Understanding Gem Health Status

Each gem in the [Gems] tab shows a health indicator (colored dot) that reflects the gem's maintenance status. gemtracker fetches this data from RubyGems and GitHub APIs to help you assess dependency health:

Health Levels:

• 🟢 HEALTHY - Actively maintained gem

  • Activity within the last year (release or GitHub commit)
  • Multiple maintainers (2+)
  • Regular updates and engagement

• 🟡 WARNING - Gem with maintenance concerns

  • No activity in the last 1-3 years, OR
  • Single maintainer (even if recent activity)
  • May still receive occasional updates

• 🔴 CRITICAL - Potentially dead or unmaintained gem

  • No activity for 3+ years
  • Archived or disabled on GitHub
  • Essentially abandoned

Gem Details include full health statistics:

• Last release date
• GitHub stars and watchers
• Open issues count
• Number of active maintainers
• Archived status (if applicable)

Why Health Matters:

• A "CRITICAL" gem may indicate security risks if vulnerabilities go unpatched
• Unmaintained gems may have compatibility issues with new Ruby/Rails versions
• "HEALTHY" gems are more likely to receive timely security updates
• Different tolerance levels apply: a test-only gem's health matters less than a production core dependency

Note: Health data is fetched asynchronously in the background.
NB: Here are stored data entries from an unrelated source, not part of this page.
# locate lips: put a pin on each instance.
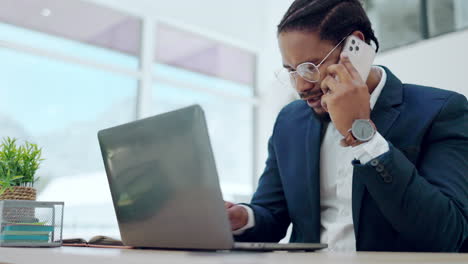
(313, 100)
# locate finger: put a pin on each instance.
(329, 84)
(339, 70)
(323, 102)
(344, 59)
(228, 205)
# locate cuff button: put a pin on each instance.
(388, 179)
(379, 168)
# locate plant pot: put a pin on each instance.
(19, 193)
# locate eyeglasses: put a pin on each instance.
(307, 70)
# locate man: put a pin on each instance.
(403, 188)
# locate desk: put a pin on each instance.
(72, 255)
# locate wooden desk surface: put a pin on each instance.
(71, 255)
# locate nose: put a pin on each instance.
(303, 86)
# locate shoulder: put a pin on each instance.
(425, 98)
(427, 93)
(297, 109)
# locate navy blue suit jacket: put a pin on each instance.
(412, 198)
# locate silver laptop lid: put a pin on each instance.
(164, 183)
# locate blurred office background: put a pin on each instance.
(72, 67)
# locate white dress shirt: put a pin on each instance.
(336, 174)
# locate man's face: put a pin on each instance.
(297, 47)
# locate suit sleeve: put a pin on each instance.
(427, 202)
(268, 204)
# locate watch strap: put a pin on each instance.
(350, 141)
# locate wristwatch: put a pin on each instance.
(361, 131)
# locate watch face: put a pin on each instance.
(363, 130)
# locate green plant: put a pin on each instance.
(18, 164)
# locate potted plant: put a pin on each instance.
(18, 166)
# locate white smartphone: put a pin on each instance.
(360, 54)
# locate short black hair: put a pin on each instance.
(333, 19)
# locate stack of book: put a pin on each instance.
(26, 233)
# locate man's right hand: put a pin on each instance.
(238, 215)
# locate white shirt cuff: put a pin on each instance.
(371, 149)
(250, 221)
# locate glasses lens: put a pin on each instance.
(285, 78)
(309, 72)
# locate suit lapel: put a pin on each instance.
(383, 115)
(313, 142)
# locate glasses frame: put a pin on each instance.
(293, 74)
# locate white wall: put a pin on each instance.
(438, 62)
(240, 20)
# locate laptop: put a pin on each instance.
(164, 185)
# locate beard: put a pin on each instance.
(323, 117)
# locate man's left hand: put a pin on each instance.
(346, 98)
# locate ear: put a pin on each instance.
(359, 35)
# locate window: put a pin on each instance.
(73, 28)
(229, 125)
(61, 106)
(402, 22)
(192, 69)
(396, 22)
(48, 96)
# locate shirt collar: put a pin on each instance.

If GitHub rate-limited, cached data from the last 24 hours is used.

Performance & Caching

Automatic Analysis Caching

gemtracker automatically caches analysis results for faster subsequent loads:

• Cache Location: ~/.cache/gemtracker/
• Cache Per Project: Each project's Gemfile.lock gets its own cache file
• Smart Invalidation: Cache is automatically invalidated when Gemfile.lock is modified
• No Manual Cleanup: Old cache files are harmless and can be safely ignored

Example with multiple projects:

~/.cache/gemtracker/
├── Gemfile.lock_1234.json    # Project A cache
├── Gemfile.lock_5678.json    # Project B cache
└── Gemfile.lock_9012.json    # Project C cache

When you re-open a project you've analyzed before, if Gemfile.lock hasn't changed, analysis loads instantly from cache ⚡

Cache is refreshed when:

• You run bundle install or bundle update
• You edit your Gemfile (which updates Gemfile.lock)
• The Gemfile.lock file modification time changes

To manually clear cache for a specific project:

rm ~/.cache/gemtracker/Gemfile.lock_*.json

Quick Start

1. Navigate to a Ruby project with Gemfile.lock:

   cd ~/my-rails-app
   

2. Launch gemtracker:

   gemtracker
   

3. Browse gems:

   • [Gems] tab shows all first-level dependencies
   • Press Enter on any gem to see its full dependency tree
   • Check Groups column to assess vulnerability impact

4. Search for specific gems:

   • Press / or click [Search] tab
   • Type gem name to filter in real-time
   • Press Enter to view details

5. Check vulnerabilities:

   • Click [CVE] tab to see all vulnerabilities
   • Filter by gem in [Search] tab
   • Check if vulnerable gems are in production

GitHub API Rate Limits & GITHUB_TOKEN

How gemtracker Uses GitHub

gemtracker fetches repository metadata (push date, stars, issues, archive status) from GitHub to assess gem health. This requires API calls, which have rate limits:

Scenario	Rate Limit	Requests Needed
Without token	60 requests/hour	Up to 189+ (one per gem)
With GITHUB_TOKEN	5,000 requests/hour	1-2 (batched GraphQL)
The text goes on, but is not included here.